The ball bearings in the rear wheel of the common man’s mode of transport are now helping infuse quality into the cup of tea that often brews romance or business in Assam.
The 110-year-old Tocklai Tea Research Institute in eastern Assam’s Jorhat had in the 1950s developed the ballometric method for separating fine tea leaves from the coarse ones to ensure quality. While many of Assam’s 803 major tea estates have been following this method, the unorganised sector has largely avoided it.
The ballometric system entails weighing 100 grams of freshly-plucked tealeaves from the withering trough in a factory. The weights on the scale are 100 steel balls from the rear wheel of a bicycle, each weighing 1 gram.
Every 100 grams of tea leaves is then separated into fine and coarse leaves.
“Fine leaves mean the standard two leaves and a bud (unopened leaf), a leaf and a bud or a banji (sterile leaf) at the tip of a stem of the tea bush. These are sorted from the more mature leaves and the stems that are categorised as coarse leaves,” Tocklai’s Director A.K. Barooah said.
The sorted fine leaves are put back on the scale and weighed again with the steel balls. If the weight of a bunch of such leaves is equivalent to 55 balls, the percentage of fine leaves for processing is taken to be 55%.
Tea industry captains said the ballometric method has been back in focus because small tea gardens (STGs), which now account for more than 52% of the average annual tea production of 692 million kg in Assam, need to be sensitised for insuring against a dip in quality.

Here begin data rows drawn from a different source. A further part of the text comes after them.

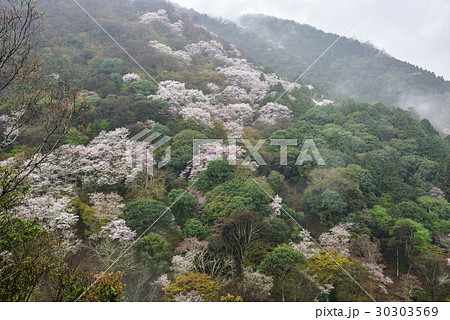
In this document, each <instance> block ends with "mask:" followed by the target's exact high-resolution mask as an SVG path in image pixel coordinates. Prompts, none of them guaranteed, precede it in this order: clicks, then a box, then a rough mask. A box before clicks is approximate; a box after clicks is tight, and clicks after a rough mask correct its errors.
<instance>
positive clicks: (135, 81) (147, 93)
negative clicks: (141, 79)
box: [130, 80, 156, 96]
mask: <svg viewBox="0 0 450 320" xmlns="http://www.w3.org/2000/svg"><path fill="white" fill-rule="evenodd" d="M130 88H131V89H132V90H133V91H134V93H136V94H143V95H144V96H149V95H151V94H155V93H156V88H155V86H154V85H153V83H151V82H150V81H148V80H139V81H134V82H133V83H132V84H131V85H130Z"/></svg>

In July, the STGs had in a meeting with the Tea Board of India and other stakeholders agreed to supply at least 40% fine leaf to the tea factories. This arrangement will be in force until the Board comes up with a new minimum quality benchmark.
“Good tea cannot be produced from poor quality green leaf. Quality assessment is made using the simple inexpensive ballometric count method. Although everyone understands it, all stakeholders have a tendency to confuse themselves, either for their vested interests or for some reason rooted in social issues,” Tea Board Chairman Prabhat Bezboruah said.
“It was the duty of scientists to devise a robust fine leaf assessment method. Our responsibility is to ensure maximum dissemination of this method so that count controversy becomes a problem of the past,” he added.
According to Bidyananda Borkatoky, advisor of the North Eastern Tea Association, enforcing the ballometric method would do a world of good for mass-produced Assam tea that suffered from lack of quality control.
The associations of STGs, a category of planters who own up to 10 hectares of land, agree that the six decades-old fine leaf count method can add value to the leaves they offer to the factories. Assam has about 1.72 lakh STGs.
Ballometric has an alternative in the tea-growing belts of Assam — paisometric, involving 100 coins, each weighing 1 gram.